Maybe it helps to know McKellar off-screen, as I do, and grasp how, for years, he’s resisted lucrative offers to lure him to Hollywood. The face of American arrogance in Childstar? The titular character, a teen kid from the USA who, starring in the movie-within-a-movie as the American president’s gun-toting son, treats everyone about the production (hired Canadians) like immigrant underlings.
McKellar cast a Canadian, Mark Rendall, in the role. "When Mark first interviewed," McKellar said at a press conference, "I thought he was too nice, not tough enough, not convincing as a prick or an American."
***The Merchant of Venice. Director Michael Radford bravely leaves in the anti-Semitic lines, but tries to contextualize them in the first filming ever of the Bard’s most controversial play. Al Pacino struggles a bit with a Jewish accent, but ultimately succeeds as an underplayed Shylock.
***Hotel Rwanda. Winner of Toronto’s Audience Award is Terry George’s sometimes stirring, sometimes overdone, historical drama about Paul Rusesabagina (Don Cheadle), who saved hundreds of Tutsis from murderous Hutus during the 1994 Rwanda holocaust.
**1/2 Ray. Taylor Hackford’s film bio of Ray Charles is overlong, conventionally told. However, Jamie Foxx, so taxi-cab-driver good in Collateral, excels for the second time in 2004, hitting the road, jack, as a living, breathing, and even soul-singing, Charles.

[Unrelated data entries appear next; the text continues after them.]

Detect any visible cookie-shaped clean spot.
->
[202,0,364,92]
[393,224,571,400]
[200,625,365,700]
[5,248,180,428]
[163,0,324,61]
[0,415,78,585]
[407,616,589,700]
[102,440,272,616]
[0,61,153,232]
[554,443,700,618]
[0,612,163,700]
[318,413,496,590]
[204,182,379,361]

**1/2 Palindromes. A perversely religious, almost anti-abortion movie from the always odd Todd Solondz (Welcome to the Dollhouse, Happiness), in which a young girl, played in each scene by a different actress, travels through a world of cruelties, many occurring in suburban New Jersey. Sometimes confusing and off-putting, othertimes provocative and powerful, Palindromes probably is a lot more meaningful on a second viewing.